El problema del vivir

MALIBÚ, CALIFORNIA, 3 DE MARZO DE 1970

Las montañas estaban plenas de soledad. Había estado lloviendo de vez en cuando y las montañas, que con la luz eran verdes, se habían vuelto casi azules y en su plenitud hacían que los cielos se vieran ricos y hermosos. Reinaba un gran silencio, que era casi como el sonido de las rompientes cuando uno paseaba por la playa sobre la arena húmeda. Cerca del océano no había silencio excepto en el propio corazón, pero entre las montañas, en ese sendero sinuoso, el silencio estaba en todas partes. No podía oírse allí el ruido de la ciudad, el rugir del tráfico y el tronar de las olas.

Siempre nos sentimos perplejos con respecto a la acción, y ésta se vuelve más y más desconcertante cuando uno ve la complejidad de la vida. Hay muchísimas cosas que hacer y algunas requieren acción inmediata. El mundo que nos rodea está cambiando rápidamente —sus valores, su moralidad, sus guerras y su paz. Nos sentimos completamente perdidos frente a la necesidad de una acción inmediata. Sin embargo, siempre nos preguntamos qué deberíamos hacer al enfrentarnos con el enorme problema del vivir. Hemos perdido la fe en muchas cosas: en los líderes, en los maestros, en las creencias. Y a menudo deseamos que haya algún principio claro que ilumine el camino o una autoridad que nos diga lo que debemos hacer. Pero en lo profundo del corazón sabemos que ello sería algo pasado y muerto. Y volvemos, invariablemente, a preguntarnos de qué se trata todo eso y qué es lo que debemos hacer.

El problema del vivir

Como puede uno observar, siempre hemos actuado desde un centro, un centro que se contrae y se expande. A veces es un círculo muy pequeño y otras es amplio, exclusivo y totalmente satisfactorio. Pero siempre es un centro de aflicción y dolor, de alegrías fugaces y desdicha —el pasado fascinante o penoso. Es un centro que la mayoría de nosotros conoce consciente o inconscientemente, y en este centro tenemos nuestras raíces y desde él actuamos. La pregunta acerca de qué debemos hacer, ahora o mañana, se formula siempre desde el centro y la respuesta debe ser siempre reconocible por el centro. Habiendo recibido la respuesta, ya sea de otro o de nosotros mismos, procedemos a actuar conforme a la limitación del centro. Es como un animal atado a un poste: su acción depende del largo de la cuerda.

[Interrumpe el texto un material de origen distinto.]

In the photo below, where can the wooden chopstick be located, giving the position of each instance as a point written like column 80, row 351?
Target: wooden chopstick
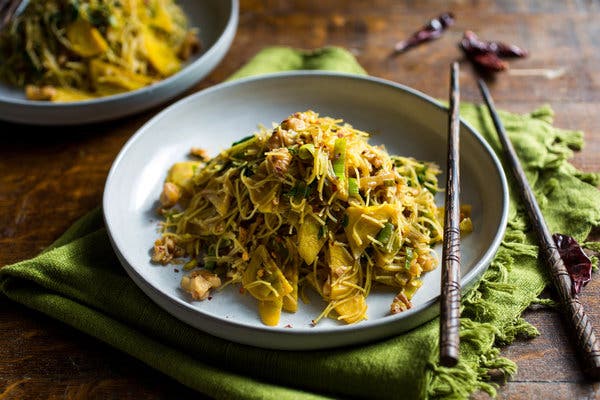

Esta acción nunca es libre y, por tanto, siempre hay daño, confusión y dolor.

Al percatarse de esto, el centro se pregunta: ¿Cómo he de estar libre, libre para vivir de manera feliz, plena, sin limitaciones, y para actuar sin dolor ni remordimientos? Pero ése sigue siendo el centro formulando la pregunta. El centro es el pasado. El centro es el “yo” con sus actividades egoístas, el cual sólo conoce la acción en términos de recompensa y castigo, de logro o fracaso, y en términos de sus propias motivaciones, causas y efectos. Está preso en esa cadena y la cadena es el centro y la prisión.

Hay otra acción que llega cuando existe un espacio sin centro, una dimensión en la que no hay causa y efecto. Desde ella, el vivir es acción. Aquí, al no haber un centro, cualquier cosa que se haga es libre, gozosa, sin dolor ni placer. Este espacio y esta libertad no son el resultado del esfuerzo y el logro, pero cuando el centro se termina, existe lo otro.

Entonces preguntaremos: ¿Cómo puede el centro terminar, qué he de hacer para acabar con él, qué disciplinas, qué sacrificios, qué grandes esfuerzos he de realizar? Ninguno. Sólo ver sin opción alguna las actividades del centro, no como un observador, no como alguien que desde afuera mira lo interno, sino sólo observar sin el censor. Entonces puede que uno diga: no puedo hacerlo, estoy mirando con los ojos del pasado. Démonos cuenta, pues, de que miramos con los ojos del pasado y permanezcamos con ello. No tratemos de hacer nada al respecto; seamos sencillos y sepamos que, cualquier cosa que intentemos hacer, solamente fortalecerá el centro y será una respuesta de nuestro propio deseo de escapar.

De este modo no hay escape ni esfuerzo ni desesperación. Entonces puede uno ver la plena significación del centro y el inmenso peligro que representa. Y eso es suficiente.